Market-ready solutions are already in use
Logistics components equipped in this way are already available today: take, for example, the iBin developed by Würth. It independently monitors stock levels inside the bin and automatically triggers orders. The quantity, number and ordering information for the item can be obtained at bin level via the built-in camera; this is then transmitted to the materials management system at Würth Industrie Service.
Small representatives of the autonomous vehicle are also in service within logistics, for instance the Shuttle produced by the Austrian company Ylog. The vehicles are used in warehouse and transport logistics. With their on-board navigation system, they calculate and navigate through the rack system independently.
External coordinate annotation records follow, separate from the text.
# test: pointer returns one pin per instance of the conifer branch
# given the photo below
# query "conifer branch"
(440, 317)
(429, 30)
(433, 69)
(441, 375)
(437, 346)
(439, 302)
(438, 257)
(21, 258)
The flying inventory assistant
The use of drones may well still be a dream for the future, but scientists are already working on it: in the InventAIRy project at IML, researchers are developing autonomous flying robots that are capable of independently navigating and conducting inventory at the touch of a button. These flying assistants are designed to locate objects both inside warehouses and in the exterior area, and to track by means of bar codes and RFID chips. The robot detects how the warehouse is configured using motion and camera sensors, for instance, and can orient itself within the warehouse. GPS determines its position outside. In addition, the robot records the content of the stored items. The scientists accomplish this with the aid of optical sensors or radio sensors. “We take a look at various key problems at the same time: robustly designed, lightweight flying robots that can reliably recognise their surroundings, as well as intelligent software for their route planning and coordination,” explains the project leader, Marco Freund. “To ensure this solution is also appealing to small and medium-sized enterprises, we intentionally dispensed with the installation of an expensive local infrastructure that the robots can use to orient themselves.” The researchers want to accomplish this with the aid of intelligent algorithms. The flying objects are to prepare maps of the warehouse on a fully automated basis, and independently modify them if there are any changes. The basis for this are, for example, ultrasound sensors, 3D cameras, and laser scanners.
These are just a few examples of how combining smart future technologies with existing logistics structures and processes can give rise to completely new fields of application and efficiency potentials in logistics. In this way, future value-added processes will be even more integrated, faster, more efficient, more flexible, more robust and more customer-oriented.